Medical experts admit there is still a long way to go, but many are remaining optimistic that there is a light at the end of the tunnel when it comes to eradicating the COVID-19 virus.

University of Calgary infectious disease expert, Dr. Craig Jenne is encouraged by Alberta’s healthcare system as it works to prioritize vaccines for those most at risk of serious illness, hospitalization or death.

He says Canada’s four approved vaccines, along with additional vaccine formulations and suppliers will continue to be beneficial as the province seeks to offer all Albertans their first dose by June 30.

“If we can do that, we’re going to have a serious impact on that disease and be able to move to some semblance of normalcy this summer,” Jenne said.

Dr.
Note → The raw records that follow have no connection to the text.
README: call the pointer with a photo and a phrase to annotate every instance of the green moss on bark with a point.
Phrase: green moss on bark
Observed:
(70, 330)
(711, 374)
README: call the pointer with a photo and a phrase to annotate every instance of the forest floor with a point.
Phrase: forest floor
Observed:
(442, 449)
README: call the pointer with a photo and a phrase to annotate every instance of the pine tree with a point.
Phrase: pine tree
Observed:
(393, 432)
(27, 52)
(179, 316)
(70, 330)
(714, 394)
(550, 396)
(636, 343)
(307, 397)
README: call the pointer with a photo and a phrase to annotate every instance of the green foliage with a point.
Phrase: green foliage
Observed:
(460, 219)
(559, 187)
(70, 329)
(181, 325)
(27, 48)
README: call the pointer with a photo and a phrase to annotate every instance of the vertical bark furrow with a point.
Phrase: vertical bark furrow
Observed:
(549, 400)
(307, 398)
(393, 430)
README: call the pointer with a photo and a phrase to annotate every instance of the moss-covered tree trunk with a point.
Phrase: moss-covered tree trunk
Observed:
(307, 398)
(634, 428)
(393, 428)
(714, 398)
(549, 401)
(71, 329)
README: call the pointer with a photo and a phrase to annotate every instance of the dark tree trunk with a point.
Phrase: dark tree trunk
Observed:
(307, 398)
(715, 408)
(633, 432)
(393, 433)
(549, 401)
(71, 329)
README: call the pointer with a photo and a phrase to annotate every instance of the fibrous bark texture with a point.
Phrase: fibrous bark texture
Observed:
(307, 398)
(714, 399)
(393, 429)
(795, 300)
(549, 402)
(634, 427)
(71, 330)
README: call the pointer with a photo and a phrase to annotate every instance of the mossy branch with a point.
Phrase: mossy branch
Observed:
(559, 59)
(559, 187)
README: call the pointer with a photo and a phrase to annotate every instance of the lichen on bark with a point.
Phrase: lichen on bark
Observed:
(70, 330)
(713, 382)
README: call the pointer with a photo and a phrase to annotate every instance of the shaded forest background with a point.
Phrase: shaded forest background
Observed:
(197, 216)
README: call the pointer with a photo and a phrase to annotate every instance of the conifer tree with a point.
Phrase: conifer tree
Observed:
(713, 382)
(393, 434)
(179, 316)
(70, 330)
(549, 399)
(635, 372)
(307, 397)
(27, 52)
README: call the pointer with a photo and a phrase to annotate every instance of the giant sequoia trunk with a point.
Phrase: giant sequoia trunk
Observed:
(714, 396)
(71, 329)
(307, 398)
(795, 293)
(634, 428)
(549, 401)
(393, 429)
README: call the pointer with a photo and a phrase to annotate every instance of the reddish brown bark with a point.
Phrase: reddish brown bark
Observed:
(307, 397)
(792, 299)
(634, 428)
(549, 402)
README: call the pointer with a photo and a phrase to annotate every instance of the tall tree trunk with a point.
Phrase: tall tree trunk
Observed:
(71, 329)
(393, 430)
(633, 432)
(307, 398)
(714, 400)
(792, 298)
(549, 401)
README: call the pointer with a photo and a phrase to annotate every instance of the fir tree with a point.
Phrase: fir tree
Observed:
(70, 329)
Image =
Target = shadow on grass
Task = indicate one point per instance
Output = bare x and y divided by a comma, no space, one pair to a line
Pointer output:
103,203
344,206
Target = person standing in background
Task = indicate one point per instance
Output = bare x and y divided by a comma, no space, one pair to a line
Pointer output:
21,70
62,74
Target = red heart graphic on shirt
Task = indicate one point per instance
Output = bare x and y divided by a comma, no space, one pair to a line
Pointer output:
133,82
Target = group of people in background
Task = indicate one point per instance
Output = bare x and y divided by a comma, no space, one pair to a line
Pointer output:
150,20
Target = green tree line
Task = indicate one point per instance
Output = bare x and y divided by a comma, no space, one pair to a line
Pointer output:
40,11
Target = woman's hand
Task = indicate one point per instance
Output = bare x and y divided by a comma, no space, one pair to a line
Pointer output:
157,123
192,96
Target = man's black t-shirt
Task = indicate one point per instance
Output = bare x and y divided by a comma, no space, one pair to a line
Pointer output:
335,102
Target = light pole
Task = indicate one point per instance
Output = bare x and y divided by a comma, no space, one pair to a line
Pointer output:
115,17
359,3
Craig Jenne

“The when is the big question and that’s going to be tied directly to how well Albertans uptake the vaccine, so it looks like it will be available and once we get the majority of people protected we will really have a dramatic impact of viral spread.”

Jenne added that variant cases of the virus however still remain a concern and although Alberta is doing better than some other provinces as far as the percentages of cases, he warns about their spread.

“They are growing every day and they are growing while we’re under restrictions and we’ve announced that we’re moving to a full phase two as of Monday and that’s going to support further viral spread.”

That being said, medical experts and research from both Pfizer and Moderna has proven that their COVID-19 vaccines are effective against variants, which may help in slowing down the efficacy of such cases within communities.

TRUDEAU: ‘SOLIDARITY AND SACRIFICE’

Speaking in the House of Commons, Prime Minister Trudeau described the day as one of both sacrifice and solidarity, adding that those words took on a new meaning as Canadians battled this pandemic.

“This is where we find meaning the depth of grief. This is our light through a dark time,” Trudeau said.

“Every Canadian lost to this virus will be remembered. Every shift by a frontline nurse, every mask made by a Canadian worker, will not be forgotten. We are stronger together. Today, tomorrow and always.”

Trudeau

Trudeau added that brave women and men in the armed forces also answered the call of duty for Indigenous communities and helped in long-term care homes, but he admits more work needs to be done.

“Through that service, we saw clearly that for every senior in Canada, we must do better. And I know that we will.”